What does "correlation does not equal causation" mean, anyway? Leesa looking up

You may have heard people respond to a study and say: “correlation does not equal causation.”

It’s a favourite line and has an important meaning.

The purpose is basically to prevent jumping to conclusions.

. . . And conclusions are jumped to All. The. Time. 🙁

In a nutshell, “correlation does not equal causation” means that when two things happen at the same time—even though they seem related and it could make sense that one caused the other—it doesn’t necessarily mean that one caused the other.

So, let’s chat about what those terms mean, and which studies show correlation and which show causation. Then I’ll share a few fascinating examples from the world of health research.

 

Correlation is

A connection or relationship between two or more things. (ref)

Essentially this means there’s a coincidence—two things coincide with each other. They may appear together or at the same time. They’re “associated” with each other.

Links between two seemingly related things can be found everywhere in health science.

For example, in many nutrition studies, correlations happen when people who eat more or less of something (e.g., carbs, broccoli, vitamin D) may have higher or lower levels of something else (e.g., insulin resistance, ability to fall asleep, strokes). Two things may be related, but we can’t conclude whether one caused the other, or if there are other factors involved.

The two things that are correlated may have little to do with each other or a lot to do with each other, but with the study being quoted, we can’t actually prove that one caused the other.

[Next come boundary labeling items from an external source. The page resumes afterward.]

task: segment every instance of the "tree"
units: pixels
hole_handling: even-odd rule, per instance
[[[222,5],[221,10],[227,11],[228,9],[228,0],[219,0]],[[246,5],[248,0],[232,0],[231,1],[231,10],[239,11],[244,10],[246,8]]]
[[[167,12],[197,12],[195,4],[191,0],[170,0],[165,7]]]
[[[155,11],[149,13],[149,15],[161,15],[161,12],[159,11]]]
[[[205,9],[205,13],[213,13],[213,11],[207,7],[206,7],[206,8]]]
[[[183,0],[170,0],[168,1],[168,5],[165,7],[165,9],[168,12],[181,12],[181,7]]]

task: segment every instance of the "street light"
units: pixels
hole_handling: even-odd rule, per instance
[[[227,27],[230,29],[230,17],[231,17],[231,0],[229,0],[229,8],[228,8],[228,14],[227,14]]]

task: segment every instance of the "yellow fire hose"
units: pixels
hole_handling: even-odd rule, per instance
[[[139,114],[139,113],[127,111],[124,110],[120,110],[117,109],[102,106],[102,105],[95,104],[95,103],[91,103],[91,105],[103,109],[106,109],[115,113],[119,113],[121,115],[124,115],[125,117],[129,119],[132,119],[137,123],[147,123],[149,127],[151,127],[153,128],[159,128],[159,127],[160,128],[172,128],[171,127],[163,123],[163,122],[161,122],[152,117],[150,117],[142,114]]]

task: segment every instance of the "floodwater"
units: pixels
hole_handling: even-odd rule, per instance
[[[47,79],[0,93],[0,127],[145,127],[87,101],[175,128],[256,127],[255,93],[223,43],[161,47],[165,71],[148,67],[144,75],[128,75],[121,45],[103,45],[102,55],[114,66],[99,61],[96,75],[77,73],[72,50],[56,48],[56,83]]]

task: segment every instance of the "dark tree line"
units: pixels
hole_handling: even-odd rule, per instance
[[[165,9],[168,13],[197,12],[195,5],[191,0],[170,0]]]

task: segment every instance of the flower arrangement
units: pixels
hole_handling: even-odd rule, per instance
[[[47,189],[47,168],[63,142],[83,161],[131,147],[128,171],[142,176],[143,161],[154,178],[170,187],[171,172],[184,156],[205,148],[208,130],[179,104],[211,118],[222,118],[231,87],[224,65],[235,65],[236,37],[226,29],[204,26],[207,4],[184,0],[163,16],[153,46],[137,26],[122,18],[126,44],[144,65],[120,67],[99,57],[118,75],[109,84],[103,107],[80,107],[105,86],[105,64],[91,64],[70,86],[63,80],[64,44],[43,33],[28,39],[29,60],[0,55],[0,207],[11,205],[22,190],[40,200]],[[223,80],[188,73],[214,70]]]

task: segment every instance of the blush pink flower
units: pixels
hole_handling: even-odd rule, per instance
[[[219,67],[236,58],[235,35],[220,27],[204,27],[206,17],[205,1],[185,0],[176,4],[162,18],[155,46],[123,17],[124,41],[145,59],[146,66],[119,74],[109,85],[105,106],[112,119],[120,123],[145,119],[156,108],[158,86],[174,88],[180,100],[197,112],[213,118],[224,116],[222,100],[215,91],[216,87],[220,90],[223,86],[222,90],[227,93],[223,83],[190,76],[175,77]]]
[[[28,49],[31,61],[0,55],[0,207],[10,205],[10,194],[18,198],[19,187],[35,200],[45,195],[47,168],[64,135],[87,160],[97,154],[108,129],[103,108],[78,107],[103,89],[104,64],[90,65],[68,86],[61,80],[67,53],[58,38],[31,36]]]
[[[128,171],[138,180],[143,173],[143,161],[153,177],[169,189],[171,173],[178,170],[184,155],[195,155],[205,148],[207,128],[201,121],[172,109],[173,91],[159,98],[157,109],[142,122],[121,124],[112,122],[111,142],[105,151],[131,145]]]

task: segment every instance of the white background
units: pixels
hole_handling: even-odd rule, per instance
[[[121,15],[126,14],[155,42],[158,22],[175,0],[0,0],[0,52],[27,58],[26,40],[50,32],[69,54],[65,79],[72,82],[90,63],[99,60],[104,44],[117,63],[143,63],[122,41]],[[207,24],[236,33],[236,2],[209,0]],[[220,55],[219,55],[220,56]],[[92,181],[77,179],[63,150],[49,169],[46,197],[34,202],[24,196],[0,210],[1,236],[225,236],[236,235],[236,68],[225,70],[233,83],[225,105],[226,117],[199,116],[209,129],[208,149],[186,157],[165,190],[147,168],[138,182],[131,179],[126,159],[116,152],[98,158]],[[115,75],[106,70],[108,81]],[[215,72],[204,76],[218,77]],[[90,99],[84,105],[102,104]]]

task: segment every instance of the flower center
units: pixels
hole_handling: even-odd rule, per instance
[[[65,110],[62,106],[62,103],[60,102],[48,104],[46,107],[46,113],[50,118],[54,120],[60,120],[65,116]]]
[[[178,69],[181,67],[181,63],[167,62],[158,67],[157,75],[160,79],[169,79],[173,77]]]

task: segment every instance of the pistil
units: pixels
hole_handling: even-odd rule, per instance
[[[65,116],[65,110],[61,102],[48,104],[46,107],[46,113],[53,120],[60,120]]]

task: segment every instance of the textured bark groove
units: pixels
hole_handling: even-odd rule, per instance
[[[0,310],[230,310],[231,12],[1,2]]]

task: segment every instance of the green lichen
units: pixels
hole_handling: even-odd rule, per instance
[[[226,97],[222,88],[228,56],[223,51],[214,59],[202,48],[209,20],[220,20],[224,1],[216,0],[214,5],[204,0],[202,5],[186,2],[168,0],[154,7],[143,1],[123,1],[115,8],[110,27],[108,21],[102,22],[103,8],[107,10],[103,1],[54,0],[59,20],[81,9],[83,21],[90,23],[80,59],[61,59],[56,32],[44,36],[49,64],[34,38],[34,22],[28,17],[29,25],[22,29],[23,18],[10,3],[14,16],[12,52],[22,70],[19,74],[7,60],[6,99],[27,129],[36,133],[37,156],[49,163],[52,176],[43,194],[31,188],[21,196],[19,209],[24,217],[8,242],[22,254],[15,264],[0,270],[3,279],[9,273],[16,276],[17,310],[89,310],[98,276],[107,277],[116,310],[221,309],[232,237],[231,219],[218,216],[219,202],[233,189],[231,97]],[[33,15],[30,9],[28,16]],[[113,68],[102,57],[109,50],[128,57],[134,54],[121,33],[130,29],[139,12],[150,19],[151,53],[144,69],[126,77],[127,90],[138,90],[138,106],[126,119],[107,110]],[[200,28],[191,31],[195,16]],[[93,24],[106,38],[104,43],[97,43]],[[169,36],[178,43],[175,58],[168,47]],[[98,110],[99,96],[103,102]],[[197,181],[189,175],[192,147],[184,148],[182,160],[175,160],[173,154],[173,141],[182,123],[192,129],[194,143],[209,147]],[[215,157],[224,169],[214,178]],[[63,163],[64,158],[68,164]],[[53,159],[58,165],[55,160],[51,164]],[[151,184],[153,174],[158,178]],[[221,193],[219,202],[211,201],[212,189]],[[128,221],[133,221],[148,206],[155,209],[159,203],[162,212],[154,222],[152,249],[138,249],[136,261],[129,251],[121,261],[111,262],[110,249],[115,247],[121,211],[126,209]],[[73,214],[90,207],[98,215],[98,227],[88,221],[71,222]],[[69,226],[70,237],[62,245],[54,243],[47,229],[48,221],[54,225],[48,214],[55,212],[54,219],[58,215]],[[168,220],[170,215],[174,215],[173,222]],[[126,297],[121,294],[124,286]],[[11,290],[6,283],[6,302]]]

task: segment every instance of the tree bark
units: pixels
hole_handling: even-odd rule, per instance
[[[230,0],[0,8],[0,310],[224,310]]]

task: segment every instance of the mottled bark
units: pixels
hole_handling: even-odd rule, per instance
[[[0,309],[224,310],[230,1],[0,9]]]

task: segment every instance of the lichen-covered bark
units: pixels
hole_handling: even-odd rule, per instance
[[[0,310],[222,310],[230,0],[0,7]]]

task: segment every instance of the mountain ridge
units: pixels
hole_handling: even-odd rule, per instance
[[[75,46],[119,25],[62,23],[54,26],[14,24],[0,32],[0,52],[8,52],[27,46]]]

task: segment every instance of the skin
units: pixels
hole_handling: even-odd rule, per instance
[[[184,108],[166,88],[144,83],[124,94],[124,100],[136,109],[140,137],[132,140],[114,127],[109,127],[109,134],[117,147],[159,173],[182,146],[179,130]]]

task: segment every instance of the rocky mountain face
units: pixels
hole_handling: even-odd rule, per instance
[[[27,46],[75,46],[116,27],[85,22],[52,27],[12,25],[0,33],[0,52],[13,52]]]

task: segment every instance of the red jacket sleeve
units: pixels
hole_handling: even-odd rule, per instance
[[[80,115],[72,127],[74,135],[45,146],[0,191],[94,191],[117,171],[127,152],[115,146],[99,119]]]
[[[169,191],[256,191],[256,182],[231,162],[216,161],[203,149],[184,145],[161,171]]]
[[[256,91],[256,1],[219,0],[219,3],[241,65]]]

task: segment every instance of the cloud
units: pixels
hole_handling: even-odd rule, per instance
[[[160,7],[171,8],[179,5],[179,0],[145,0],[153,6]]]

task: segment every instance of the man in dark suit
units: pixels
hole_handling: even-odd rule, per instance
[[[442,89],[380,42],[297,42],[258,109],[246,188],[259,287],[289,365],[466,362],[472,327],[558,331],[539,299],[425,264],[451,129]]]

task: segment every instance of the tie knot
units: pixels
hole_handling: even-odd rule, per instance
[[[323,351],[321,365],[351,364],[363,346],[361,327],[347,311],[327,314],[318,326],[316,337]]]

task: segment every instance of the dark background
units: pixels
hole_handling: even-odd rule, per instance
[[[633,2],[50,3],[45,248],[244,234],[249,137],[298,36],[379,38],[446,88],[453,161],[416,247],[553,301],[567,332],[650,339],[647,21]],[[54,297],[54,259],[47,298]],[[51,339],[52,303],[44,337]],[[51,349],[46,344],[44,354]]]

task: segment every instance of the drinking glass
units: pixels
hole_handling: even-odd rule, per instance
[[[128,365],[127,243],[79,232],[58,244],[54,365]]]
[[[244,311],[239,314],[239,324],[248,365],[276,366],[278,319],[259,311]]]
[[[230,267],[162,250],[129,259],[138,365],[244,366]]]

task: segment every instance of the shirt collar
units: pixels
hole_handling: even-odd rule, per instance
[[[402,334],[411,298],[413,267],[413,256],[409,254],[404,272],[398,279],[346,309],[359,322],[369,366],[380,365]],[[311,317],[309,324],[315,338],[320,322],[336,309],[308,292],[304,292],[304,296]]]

Don’t get me wrong. It’s great when we discover links between things, like nutrition and lifestyle choices, and risks of diseases. This is great information to have. Every study that’s well-designed to answer a health question is another puzzle piece clarifying our understanding of the complex human body. So, even if the studies show a correlation and not causation, this is great information to begin working with.

Examples of health-related correlations

You may notice one common thing between these types of studies that find correlations (and not causations). They observe things without intervening. This can mean asking people questions rather than having them start taking a supplement, for example. These observational studies are often based on surveys of thousands, or even tens- or hundreds-of-thousands of people. These studies are valuable in that they can often collect so many data points from so many people. They may even continue to collect information for months or even years.

But, because they don’t ask anyone to make a change to their nutrition or lifestyle (i.e., they’re not doing a study that measures before and after an intervention happened), they can’t conclude whether the health or lifestyle caused the disease risk to go up or down.

Is it possible that these correlations are a sign that one causes the other?

Absolutely, yes it’s possible.

BUT,

These studies that show correlations are not designed to prove causation. We need a different type of study—one that has an intervention—to see what the true causes are.

It’s not easy to prove that one thing caused something else to happen. Interventional studies are much more expensive to do and therefore are often much smaller and for shorter durations. (We’ll talk about them in the next section.)

Pro Tip: You can often easily identify a study that’s designed to look for correlations: it asks people what they do (observation), but doesn’t make them do anything different (no intervention).

Here’s a story, told by Sherry Nouraini, PhD‏, that outlines the differences between “correlation” and “causation.”

Causation is

The process of causing something to happen or exist. (ref)

Unlike correlation, causation is when you have objective confidence that, without one thing, the other would likely not happen. If A causes B, then without A, B would probably not occur. Causation is when there is fairly strong proof that one thing is responsible for the other.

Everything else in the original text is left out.